Um dos elementos detonadores deste livro foi sua demissão polêmica do Estadão no final do ano passado, onde há tempos assinava uma crônica quinzenal. A respeito, em “Uma psicanalista na imprensa”, ela comenta: “ Só agora, seis meses depois de ter perdido minha coluna quinzenal num grande jornal paulista, sob alegação de não ter ocupado o espaço para escrever como psicanalista, sinto-me capaz de formular com clareza isto que foi, para mim, uma convicção. Todo texto autoral publicado na imprensa tem por vocação ser opinativo e analítico, no sentido amplo. Penso que, ao ocupar esse lugar público, o psicanalista não deve se imbuir do papel daquele que explica o mal estar. O psicanalista é o mais perplexo dos cidadãos que, por deformação profissional ou pela estrutura psíquica que determinou sua escolha, não consegue deixar de ser afetado pelas formações do inconsciente da sociedade em que vive.”

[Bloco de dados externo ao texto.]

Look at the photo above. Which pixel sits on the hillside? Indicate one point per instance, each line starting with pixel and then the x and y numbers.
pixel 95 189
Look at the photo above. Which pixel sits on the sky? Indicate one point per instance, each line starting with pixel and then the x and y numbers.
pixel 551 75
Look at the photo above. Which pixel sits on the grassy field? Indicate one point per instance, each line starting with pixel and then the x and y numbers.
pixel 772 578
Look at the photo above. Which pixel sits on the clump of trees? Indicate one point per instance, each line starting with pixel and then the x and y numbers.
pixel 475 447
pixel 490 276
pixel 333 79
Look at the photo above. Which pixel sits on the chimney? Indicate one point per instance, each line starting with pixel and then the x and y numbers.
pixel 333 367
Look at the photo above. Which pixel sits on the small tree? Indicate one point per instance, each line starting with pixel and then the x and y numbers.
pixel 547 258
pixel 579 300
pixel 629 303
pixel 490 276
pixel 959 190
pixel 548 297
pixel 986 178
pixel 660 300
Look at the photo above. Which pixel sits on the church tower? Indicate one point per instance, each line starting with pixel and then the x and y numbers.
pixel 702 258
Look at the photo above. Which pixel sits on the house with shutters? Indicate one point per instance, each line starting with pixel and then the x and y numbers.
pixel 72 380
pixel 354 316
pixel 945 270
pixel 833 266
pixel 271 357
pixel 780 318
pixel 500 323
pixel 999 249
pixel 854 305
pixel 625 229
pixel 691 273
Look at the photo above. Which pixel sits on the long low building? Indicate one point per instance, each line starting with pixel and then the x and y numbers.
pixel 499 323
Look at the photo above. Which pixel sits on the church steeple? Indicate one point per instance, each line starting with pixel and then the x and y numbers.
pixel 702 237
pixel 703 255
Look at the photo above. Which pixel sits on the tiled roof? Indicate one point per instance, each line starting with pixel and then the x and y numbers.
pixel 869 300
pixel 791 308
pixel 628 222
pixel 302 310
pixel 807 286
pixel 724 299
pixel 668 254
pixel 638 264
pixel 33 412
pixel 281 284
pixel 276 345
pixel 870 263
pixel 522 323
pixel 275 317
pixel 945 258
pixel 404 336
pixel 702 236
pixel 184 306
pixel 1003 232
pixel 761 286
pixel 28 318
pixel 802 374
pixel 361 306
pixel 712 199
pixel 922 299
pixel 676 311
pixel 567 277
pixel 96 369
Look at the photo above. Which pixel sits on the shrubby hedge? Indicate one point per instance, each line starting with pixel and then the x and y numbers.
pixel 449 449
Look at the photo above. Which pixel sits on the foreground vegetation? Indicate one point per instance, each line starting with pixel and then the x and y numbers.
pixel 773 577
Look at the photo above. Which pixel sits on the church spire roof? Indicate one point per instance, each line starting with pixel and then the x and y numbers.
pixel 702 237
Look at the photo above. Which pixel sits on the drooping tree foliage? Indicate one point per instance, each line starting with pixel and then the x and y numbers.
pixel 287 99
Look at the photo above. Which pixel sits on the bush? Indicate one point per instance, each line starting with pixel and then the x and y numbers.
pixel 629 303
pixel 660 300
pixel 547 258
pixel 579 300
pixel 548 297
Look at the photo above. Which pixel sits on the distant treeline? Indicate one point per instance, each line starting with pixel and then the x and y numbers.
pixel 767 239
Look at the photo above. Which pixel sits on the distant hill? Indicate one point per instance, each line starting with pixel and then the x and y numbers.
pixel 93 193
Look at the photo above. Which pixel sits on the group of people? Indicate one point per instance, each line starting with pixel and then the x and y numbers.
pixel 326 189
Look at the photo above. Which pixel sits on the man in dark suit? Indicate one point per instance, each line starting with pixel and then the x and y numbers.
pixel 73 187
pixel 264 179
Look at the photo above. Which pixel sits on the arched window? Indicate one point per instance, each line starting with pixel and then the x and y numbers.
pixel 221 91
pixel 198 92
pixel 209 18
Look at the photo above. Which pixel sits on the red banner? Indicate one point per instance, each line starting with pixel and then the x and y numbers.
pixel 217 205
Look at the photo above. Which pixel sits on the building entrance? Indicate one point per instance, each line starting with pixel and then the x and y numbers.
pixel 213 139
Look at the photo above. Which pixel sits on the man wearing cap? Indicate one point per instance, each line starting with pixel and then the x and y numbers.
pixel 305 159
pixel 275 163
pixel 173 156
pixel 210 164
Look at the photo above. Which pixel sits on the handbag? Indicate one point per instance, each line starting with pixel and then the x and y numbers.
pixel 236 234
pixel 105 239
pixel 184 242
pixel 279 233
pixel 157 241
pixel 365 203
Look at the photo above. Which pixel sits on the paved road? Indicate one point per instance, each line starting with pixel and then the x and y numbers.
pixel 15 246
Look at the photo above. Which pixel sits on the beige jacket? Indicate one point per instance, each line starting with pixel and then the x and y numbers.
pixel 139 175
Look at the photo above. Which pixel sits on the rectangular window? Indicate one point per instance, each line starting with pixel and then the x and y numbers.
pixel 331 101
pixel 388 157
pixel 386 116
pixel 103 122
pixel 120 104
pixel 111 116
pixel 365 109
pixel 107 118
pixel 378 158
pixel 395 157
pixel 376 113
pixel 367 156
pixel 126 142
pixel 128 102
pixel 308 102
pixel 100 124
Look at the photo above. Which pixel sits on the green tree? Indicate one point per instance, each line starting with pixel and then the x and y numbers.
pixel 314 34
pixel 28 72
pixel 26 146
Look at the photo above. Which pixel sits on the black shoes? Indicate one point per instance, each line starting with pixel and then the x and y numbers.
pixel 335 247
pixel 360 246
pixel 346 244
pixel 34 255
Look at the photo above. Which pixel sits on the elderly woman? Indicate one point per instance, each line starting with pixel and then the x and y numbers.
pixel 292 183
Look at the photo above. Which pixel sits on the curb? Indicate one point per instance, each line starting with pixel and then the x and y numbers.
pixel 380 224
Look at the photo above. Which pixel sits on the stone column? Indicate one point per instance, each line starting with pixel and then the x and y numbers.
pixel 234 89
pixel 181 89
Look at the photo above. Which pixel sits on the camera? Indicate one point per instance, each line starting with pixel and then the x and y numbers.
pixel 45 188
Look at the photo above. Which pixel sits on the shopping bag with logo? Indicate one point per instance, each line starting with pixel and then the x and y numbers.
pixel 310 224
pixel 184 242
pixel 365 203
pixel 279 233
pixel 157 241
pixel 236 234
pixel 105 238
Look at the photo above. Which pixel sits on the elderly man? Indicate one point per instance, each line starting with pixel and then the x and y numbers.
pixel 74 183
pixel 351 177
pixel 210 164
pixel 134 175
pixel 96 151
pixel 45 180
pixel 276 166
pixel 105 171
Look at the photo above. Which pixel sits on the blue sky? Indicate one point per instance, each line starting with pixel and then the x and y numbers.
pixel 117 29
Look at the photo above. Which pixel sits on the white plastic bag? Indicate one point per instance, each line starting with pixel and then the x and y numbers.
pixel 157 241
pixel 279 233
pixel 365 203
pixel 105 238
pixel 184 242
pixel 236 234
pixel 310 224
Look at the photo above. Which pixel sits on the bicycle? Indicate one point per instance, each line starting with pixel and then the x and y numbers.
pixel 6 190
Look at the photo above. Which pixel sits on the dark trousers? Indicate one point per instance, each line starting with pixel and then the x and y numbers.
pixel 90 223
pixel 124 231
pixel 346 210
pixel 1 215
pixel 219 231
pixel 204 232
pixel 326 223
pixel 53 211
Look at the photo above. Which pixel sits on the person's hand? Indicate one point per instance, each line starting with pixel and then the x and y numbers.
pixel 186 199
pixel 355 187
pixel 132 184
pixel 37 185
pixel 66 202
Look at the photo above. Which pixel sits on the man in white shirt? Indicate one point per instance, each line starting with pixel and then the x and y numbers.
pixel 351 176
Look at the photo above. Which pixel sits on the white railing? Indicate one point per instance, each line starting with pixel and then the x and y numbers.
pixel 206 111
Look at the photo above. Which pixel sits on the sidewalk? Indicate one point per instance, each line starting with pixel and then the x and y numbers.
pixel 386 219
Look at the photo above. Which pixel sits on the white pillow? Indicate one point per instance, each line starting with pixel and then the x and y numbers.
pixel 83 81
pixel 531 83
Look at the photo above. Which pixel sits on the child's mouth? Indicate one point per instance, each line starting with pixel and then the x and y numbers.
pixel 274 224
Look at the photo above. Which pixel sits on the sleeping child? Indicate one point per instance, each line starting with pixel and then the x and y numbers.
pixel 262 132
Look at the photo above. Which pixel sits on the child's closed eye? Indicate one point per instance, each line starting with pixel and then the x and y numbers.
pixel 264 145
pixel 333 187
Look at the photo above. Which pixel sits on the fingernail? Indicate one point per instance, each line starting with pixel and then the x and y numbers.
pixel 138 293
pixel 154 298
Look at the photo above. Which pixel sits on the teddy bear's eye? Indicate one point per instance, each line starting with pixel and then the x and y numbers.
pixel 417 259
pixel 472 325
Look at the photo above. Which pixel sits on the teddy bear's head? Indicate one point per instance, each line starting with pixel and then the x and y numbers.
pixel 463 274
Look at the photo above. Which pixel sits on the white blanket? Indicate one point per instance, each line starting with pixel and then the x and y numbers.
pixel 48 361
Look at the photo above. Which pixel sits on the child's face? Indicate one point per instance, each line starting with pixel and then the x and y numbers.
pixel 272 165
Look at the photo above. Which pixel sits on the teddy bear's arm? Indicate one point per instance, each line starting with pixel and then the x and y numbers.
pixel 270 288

Sem contar que a imposição do jornalismo de ultra-direita da “opinião do especialista” foi uma jogada bem-sucedida no sentido de alijar o “intelectual engajado ou público” – pois este poderia ir contra – como de fato ia mesmo – a interesses puramente mercantilistas e, entre estes, aquele que ordena em primeiro lugar “desinformar o leitor”. Aliás, o texto que “demitiu” Maria Rita – “Dois pesos…”, presente no livro – sobre o valor do voto dos pobres, acabou tendo um papel raro para um ensaio jornalístico ao se transformar, ele mesmo, em fato político.
Aqui deixo claro: não fosse a eficiência de seu texto, a coisa passava batida. Donde se conclui: quanto melhor, pior para o leitor.
Sobre os falsos agitadores, diz ela: “Existem os provocadores profissionais, que garantem seu espaço incomodando os leitores, desafiando o senso comum, tenham ou não algo interessante a dizer. Tenho dúvidas quanto à lisura desse expediente: a provocação vazia pode mobilizar paixões tristes entre os leitores, mas raramente mobiliza o pensamento. (…) Os verdadeiros provocadores profissionais, em geral, não se arriscam nesse terreno: cutucam o leitor, nunca o patrão”. Pensando em criaturas como William Bonner, Miriam Leitão, Merval Pereira e o nunca por demais esquecido Diogo Mainardi, vocês têm alguma dúvida que Maria Rita não tenha acertado na mosca?
Falando sobre os temas das crônicas inseridas na obra: “O leitor há de notar a predominância de temas dolorosos entre os escolhidos para este livro. O Brasil dói. O Brasil traumatiza. Aqui, a irresponsabilidade generalizada do poder público obriga cada cidadão a encarregar-se sozinho e com parcos recursos privados, de remendar em sua vida particular os buracos que o Estado e seus representantes de todos os escalões não deveriam ter deixado que se abrissem. Dói a violência inscrita na ordem social brasileira. Dói o jogo cínico da política, além da dor e da vergonha de constatar a persistência da desigualdade brasileira no campo dos direitos do cidadão e dos deveres do Estado. Impotente diante dos fatos, sinto necessidade de escrever.”
Contudo, Maria Rita comenta a importância da palavra, mesmo do psicanalista, na imprensa: “Se sua observação for equivocada – porque não existe diagnóstico certeiro, menos ainda fora da clínica – ao menos terá colocado a bola em campo. A palavra cava um buraco no muro de silêncio, ou de crenças pétreas, que obscurece a visão das raízes do sofrimento social.”
E falando em raízes, não foi Sérgio Buarque de Holanda (Raízes do Brasil) quem detectou “o horror das nossas elites pela realidade?” Que continuam iguais há quinhentos anos?
Pois é, Maria Rita, por estas e outras razões, o Brasil continua doendo. Muito.